まず実践してほしいのは、人よりも自分を大切にすること。他人のことばかり優先すると疲れてしまうので、「一番は自分」「他人はその次」を徹底しましょう。自分を大切にするからこそ、他人も大切にすることができるのです。

それでもモヤモヤしたときには、手を洗うのがおすすめ。コロンビア大学の研究によると、手洗いによって不快さや緊張感、緊張、不安などといったネガティブな感情がスッキリすることがわかっています。

こまごまとしたところにまで目が届くのは、すばらしい美点です。でも、いきすぎると気持ちが疲れてしまうことも。「もう嫌だ!」と爆発してしまう前に、本書を読んで「気にしない習慣」を取り入れてみてはいかがでしょうか。

なぜ100万円の骨董品を80万円で購入できるのか

第6位の『BATNA』にもご注目ください。

齋藤孝、射手矢好雄『BATNA』(プレジデント社)
齋藤孝、射手矢好雄『BATNA』(プレジデント社)

本書のテーマは「交渉」。明治大学教授の齋藤孝氏と、国際弁護士ランキングで何度も1位に選ばれ、日本交渉学会の会長を務める射手矢好雄氏がタッグを組み、交渉に欠かせない「BATNA(バトナ)」についてわかりやすく解説してくれます。

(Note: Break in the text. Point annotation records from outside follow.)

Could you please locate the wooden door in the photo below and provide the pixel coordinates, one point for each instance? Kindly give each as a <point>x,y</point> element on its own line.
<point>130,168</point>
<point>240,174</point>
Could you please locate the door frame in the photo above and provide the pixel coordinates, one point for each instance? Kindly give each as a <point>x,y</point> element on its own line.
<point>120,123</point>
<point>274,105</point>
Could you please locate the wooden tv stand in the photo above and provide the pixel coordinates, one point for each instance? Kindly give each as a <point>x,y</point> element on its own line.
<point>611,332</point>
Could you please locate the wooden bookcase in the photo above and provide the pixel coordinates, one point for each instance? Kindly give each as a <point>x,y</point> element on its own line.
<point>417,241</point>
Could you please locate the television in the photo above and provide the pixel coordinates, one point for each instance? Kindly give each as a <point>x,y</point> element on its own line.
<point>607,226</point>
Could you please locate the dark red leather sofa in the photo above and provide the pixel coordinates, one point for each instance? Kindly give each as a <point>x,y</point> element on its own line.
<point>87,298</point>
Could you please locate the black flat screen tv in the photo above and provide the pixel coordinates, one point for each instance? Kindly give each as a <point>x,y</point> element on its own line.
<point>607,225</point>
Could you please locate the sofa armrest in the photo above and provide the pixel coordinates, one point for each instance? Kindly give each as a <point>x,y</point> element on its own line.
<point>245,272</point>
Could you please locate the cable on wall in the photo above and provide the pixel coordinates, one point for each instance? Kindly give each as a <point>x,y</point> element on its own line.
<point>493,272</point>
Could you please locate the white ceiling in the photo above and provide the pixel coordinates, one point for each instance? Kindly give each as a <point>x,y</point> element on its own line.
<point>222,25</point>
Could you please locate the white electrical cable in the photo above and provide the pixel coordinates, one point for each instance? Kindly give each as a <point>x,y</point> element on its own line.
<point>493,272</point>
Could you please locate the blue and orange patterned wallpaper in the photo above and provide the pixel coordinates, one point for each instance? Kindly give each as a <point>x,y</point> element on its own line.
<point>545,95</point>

BATNAとは、ハーバード流交渉術の最重要概念で、交渉における「代替案のなかで最良のもの」のこと。Aさんがある骨董こっとう品を80万円で買おうとしているとき、その骨董品を持つBさんは値段を100万円に設定し、決して譲らないとしましょう。このとき、Bさんから買う以外の方法を考えるのが「BATNA」です。BATNAを事前に考えておくことで、交渉をより有利に進めることができます。

交渉する際は相手の視点に立って戦略を練るべき7つのカギがありますが、そのひとつが「オプション」。自分の「利益」を実現するために、Bさんは骨董品だけでなく「別の50万円の品を併せて130万円にしてもらう」という手法です。

いわゆるプランBのようなただの代替案ではなく、目の前の相手と交渉が成立しないときに、「自分にはなにができるだろう?」「なにをするのがベストなのだろう?」とつねに考え、あらかじめ懐に持っておくべき最善の策のこと。BATNAとはそんな“奥の手”であり、“伝家の宝刀”とでもいうべき最強の武器です。

また、BATNAが使えるのは、ビジネスの交渉の場だけではありません。上司が休暇を承認してくれないときや、自分にぴったりの就職先を見つけたいとき、素敵な結婚相手を探しているとき……意外なほどさまざまなシーンで使えるのがBATNAなのです。よりよい人生を送るためのヒントとして、気軽に手に取ってほしい一冊です。